Q: Does that competition drive you?
 
Schrager:  “Everything drives me. (That competition) doesn’t drive me in particular. I’m just happy there are a lot of people out there being successful with it. One of the things that was very good for this space was when the economy turned good and financing was available. It allowed a lot people access to the business.” 
 
Schrager isn’t intimidated by competition. On the contrary, he thinks it’s good for the boutique segment. (Photo: Patrick Mayock)  

Q: You’ve always kept your focus small and different. Is that something the big brands understand or can replicate? 

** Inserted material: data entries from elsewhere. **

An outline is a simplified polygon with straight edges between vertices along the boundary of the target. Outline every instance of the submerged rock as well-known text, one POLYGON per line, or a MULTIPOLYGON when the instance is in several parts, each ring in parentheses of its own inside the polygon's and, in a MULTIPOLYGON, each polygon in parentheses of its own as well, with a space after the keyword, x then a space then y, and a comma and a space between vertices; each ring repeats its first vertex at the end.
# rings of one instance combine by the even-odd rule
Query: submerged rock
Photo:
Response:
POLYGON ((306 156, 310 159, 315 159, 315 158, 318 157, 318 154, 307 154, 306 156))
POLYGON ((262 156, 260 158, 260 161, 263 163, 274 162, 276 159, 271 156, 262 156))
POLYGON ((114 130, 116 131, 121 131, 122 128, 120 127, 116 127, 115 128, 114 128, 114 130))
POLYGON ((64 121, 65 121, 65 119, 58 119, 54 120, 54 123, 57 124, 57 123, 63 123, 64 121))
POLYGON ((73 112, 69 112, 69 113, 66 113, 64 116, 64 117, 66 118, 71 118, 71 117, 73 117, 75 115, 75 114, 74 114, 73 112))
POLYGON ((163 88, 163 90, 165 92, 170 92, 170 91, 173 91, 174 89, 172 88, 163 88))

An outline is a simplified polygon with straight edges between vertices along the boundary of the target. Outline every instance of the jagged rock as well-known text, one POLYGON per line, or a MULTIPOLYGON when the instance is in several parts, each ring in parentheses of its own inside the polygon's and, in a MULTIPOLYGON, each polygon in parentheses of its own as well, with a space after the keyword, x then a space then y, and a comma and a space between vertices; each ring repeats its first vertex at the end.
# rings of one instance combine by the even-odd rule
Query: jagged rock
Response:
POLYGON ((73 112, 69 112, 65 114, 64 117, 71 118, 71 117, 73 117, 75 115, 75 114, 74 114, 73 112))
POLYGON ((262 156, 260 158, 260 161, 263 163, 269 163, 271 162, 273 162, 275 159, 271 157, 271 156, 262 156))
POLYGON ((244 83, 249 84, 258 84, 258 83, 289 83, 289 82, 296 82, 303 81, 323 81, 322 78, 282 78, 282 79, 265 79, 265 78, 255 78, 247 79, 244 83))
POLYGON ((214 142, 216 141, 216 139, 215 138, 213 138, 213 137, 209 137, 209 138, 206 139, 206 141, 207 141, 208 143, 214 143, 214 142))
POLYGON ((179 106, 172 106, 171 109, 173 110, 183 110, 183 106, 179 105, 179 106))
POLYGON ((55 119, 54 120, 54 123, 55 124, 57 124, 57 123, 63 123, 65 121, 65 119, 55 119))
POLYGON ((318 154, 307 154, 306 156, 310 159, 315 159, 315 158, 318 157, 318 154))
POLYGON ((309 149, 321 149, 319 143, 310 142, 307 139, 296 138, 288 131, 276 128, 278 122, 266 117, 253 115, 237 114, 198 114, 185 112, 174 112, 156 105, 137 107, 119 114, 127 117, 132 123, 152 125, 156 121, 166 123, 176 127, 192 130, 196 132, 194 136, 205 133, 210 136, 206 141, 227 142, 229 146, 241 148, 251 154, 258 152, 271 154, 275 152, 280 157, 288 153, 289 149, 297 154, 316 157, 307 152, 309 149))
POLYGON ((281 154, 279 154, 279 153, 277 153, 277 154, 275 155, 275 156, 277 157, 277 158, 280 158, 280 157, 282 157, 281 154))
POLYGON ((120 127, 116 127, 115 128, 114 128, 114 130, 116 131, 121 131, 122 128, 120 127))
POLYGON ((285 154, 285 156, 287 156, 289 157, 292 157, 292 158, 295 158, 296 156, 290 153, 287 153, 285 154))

Schrager: “I’m so tired of hearing another brand for millennials. It’s just so boring to me. I think the industry is missing the point again. To me there’s no age group attached to buying an Apple product. You need to do a product that appeals to everyone of a certain sensibility, not a certain age. … 
 
“The market is fast. The big hotel companies never quite understood that. They are now beginning to understand it.” 
 
Q: Your aesthetic seems to have become more refined and luxurious over time. Why? 
 
Schrager: “When we got started, I didn’t have any money. I never thought that rich materials or sumptuous materials were necessary to pull off a luxury experience. It’s the way they were put together and the feeling they provoked. We never did marble in bathrooms because we thought it was an institutional signal that we were a fancy hotel. We tried to do something alternative. …
 
“Design is problem-solving process. Sometimes you can have too much money and make a lot of mistakes. At the end of the day, it’s how it makes you feel rather than how it looks. I think people like not getting the same signals of luxury. They like going in and seeing something different.”
 

2 Comments

  • Di June 13, 2015 2:35 PM

    The hotels or the Boutique hotels should not feel AirBnB threat, if they did what they said, or provided beautiful magnificent design of dining hall etc. as the photo attached to the article. Best things are the consumers will give rating to how liked or disliked or how they feel about the appearance etc. Like Foods business, or Transportation Taxi or Uber, are driven by rating from consumers,

  • New Yorker June 13, 2015 2:49 PM

    If the owners of every 5-6 stars hotels come to greet every guests by their names, some who arrived late from the airport at 2 AM, and ready to cook them breakfast the next day or take them out to the neighborhood or provide the orientation of their favorite city for half an hour to an hour. The bottom line is making the travelers love this city and keep coming back again. Perhaps their business trip is more suitable to stay at the hotels, where they want privacy and many hotels can far provide more services such as gyms, pools, in house restaurants.. but many travelers may decide to mingling with the locals and here the locals hang out or just the franchise or chain business in service are far more competitive now and need further steps to make their stays more uniques. Just like any business, demand and supple will determine the surviving of that business.